Any way to auto switch A port-forwarding's ip if the host is down?

Hi there!
I recently Installed OpenWrt and looks good so far!

Now the question is, if I have portforwarded port 101(example) to internal host 192.168.0.101, Is there any way to make OpenWrt auto-switch the host of the portforward to 192.168.0.102?

I use a TP-LINK Archer C6v2(EU) Running OpenWRT 21.02.0 r16279-5cc0535800(Kernel 5.4.143)

Sure, you can write a cron scrip to switch the IP in the firewall rule. Since, I'm not sure what "auto" switching you need or how you want it to know to do so...I hope this helps you (:spiral_notepad: I just picked time-based; but the script can be written to check other things, obviously too).

1 Like

Auto- Switch as in triggered when host 101 is down, execute task(switch forward to host 102)
Maybe detect it by pinging the host every 5 minutes or so?

Also, I cant seem to find a simple command to modify port-forwards

Run the following command replacing "Myrule" by your rule name and look for the value in the square brackets.
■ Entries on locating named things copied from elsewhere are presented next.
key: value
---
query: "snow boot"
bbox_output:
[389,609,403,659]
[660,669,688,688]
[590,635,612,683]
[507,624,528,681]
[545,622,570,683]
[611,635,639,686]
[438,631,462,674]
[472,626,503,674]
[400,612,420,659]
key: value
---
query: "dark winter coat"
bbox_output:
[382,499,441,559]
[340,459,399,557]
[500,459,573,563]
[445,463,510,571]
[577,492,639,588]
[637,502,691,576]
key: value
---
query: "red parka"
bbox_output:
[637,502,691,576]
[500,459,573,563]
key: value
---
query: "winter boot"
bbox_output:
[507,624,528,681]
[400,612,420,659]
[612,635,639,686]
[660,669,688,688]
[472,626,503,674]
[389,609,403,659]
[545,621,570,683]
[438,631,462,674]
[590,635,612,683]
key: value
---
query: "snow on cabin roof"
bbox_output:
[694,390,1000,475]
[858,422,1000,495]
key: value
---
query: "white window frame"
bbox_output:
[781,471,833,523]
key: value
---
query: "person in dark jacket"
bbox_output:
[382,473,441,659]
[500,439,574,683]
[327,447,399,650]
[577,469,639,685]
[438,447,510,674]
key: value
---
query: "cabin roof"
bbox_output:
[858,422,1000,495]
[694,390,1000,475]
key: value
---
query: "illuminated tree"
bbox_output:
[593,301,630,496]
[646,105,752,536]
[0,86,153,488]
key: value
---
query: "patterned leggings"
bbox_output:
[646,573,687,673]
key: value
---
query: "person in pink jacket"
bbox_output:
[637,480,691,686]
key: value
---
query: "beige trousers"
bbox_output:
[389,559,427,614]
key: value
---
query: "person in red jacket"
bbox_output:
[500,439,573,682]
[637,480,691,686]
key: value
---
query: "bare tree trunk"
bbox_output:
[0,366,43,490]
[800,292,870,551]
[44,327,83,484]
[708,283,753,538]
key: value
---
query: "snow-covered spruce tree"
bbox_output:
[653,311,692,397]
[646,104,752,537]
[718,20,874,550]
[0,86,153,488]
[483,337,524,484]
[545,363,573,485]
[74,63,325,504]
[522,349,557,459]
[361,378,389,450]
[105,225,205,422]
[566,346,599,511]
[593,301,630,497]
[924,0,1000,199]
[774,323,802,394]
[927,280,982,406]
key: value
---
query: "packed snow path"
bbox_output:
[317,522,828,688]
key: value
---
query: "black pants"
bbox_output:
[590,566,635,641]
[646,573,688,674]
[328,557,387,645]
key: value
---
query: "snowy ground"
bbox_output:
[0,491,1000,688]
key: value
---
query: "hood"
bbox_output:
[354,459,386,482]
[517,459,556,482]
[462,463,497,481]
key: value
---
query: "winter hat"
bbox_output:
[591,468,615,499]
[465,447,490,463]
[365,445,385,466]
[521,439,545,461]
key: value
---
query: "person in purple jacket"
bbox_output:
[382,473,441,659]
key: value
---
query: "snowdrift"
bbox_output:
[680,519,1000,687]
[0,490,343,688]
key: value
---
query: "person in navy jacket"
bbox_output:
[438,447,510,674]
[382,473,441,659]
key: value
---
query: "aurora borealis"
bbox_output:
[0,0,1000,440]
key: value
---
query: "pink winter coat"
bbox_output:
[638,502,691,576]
uci show firewall | grep "Myrule"

Replace the number in the brackets from the script below with the correct one.

#!/bin/sh

dst_addr=$(uci get firewall.@redirect[1].dest_ip);

if ! ping -c 3 -W 1 192.168.0.101 >/dev/null; then

	if [ "$dst_addr" == "192.168.0.101" ]; then
	uci set firewall.@redirect[1].dest_ip="192.168.0.102"
	fw3 -q reload
	else
	exit 0
	fi
else
	if [ "$dst_addr" == "192.168.0.102" ]; then
	uci revert firewall
	fw3 -q reload
	else
	exit 0
	fi
fi 

Create a cron job with a time interval of your choice. When 101 goes down, the requests will be forwarded to 102. If 101 goes up, the settings will be reverted.

2 Likes

Thanks a lot!
Just a few questions:
Can I scale it to multiple portforwards?
Can I also somehow add a 3rd fallback(i. e. 102 also goes down?)

A better solution is Nginx failover.

I am not hosting a webserver.

If you have multiple port redirects to the same internal IP address (because multiple disparate ports are not supported in redirect rules), you can list all the rules by numbers in the script.

uci set firewall.@redirect[1].dest_ip="192.168.0.102"
uci set firewall.@redirect[3].dest_ip="192.168.0.102"
uci set firewall.@redirect[5].dest_ip="192.168.0.102"
cat << "EOF" > /root/check_stat.scr
#!/bin/sh

dst_addr=$(uci get firewall.@redirect[1].dest_ip);

stat103=$(ping -q -c 3 -W 1 192.168.0.103  > /dev/null 2>&1 && echo "103up" || echo "103down")

if [ "$stat103" == "103up" ]; then
        if [ "$dst_addr" == "192.168.0.103" ]; then
        exit 0
        else
        uci set firewall.@redirect[1].dest_ip="192.168.0.103"
        fw3 -q reload
        exit 0
        fi
else
stat102=$(ping -q -c 3 -W 1 192.168.0.102  > /dev/null 2>&1 && echo "102up" || echo "102down")
        if [ "$stat102" == "102up" ]; then
                if [ "$dst_addr" == "192.168.0.102" ]; then
                exit 0
                else
                uci set firewall.@redirect[1].dest_ip="192.168.0.102"
                fw3 -q reload
                exit 0
                fi
        else
                if [ "$dst_addr" == "192.168.0.101" ]; then
                exit 0
                else
                uci set firewall.@redirect[1].dest_ip="192.168.0.101"
                fw3 -q reload
                exit 0
                fi
        fi
fi
EOF
chmod 755 /root/check_stat.scr
cat << "EOF" >> /etc/crontabs/root
*/5 * * * * . /root/check_stat.scr >/dev/null 2>&1 
EOF
uci set system.@system[0].cronloglevel="9"
uci commit system
/etc/init.d/cron restart

Nginx stream module offers L4 load-balancing, i.e. works on any TCP/UDP applications.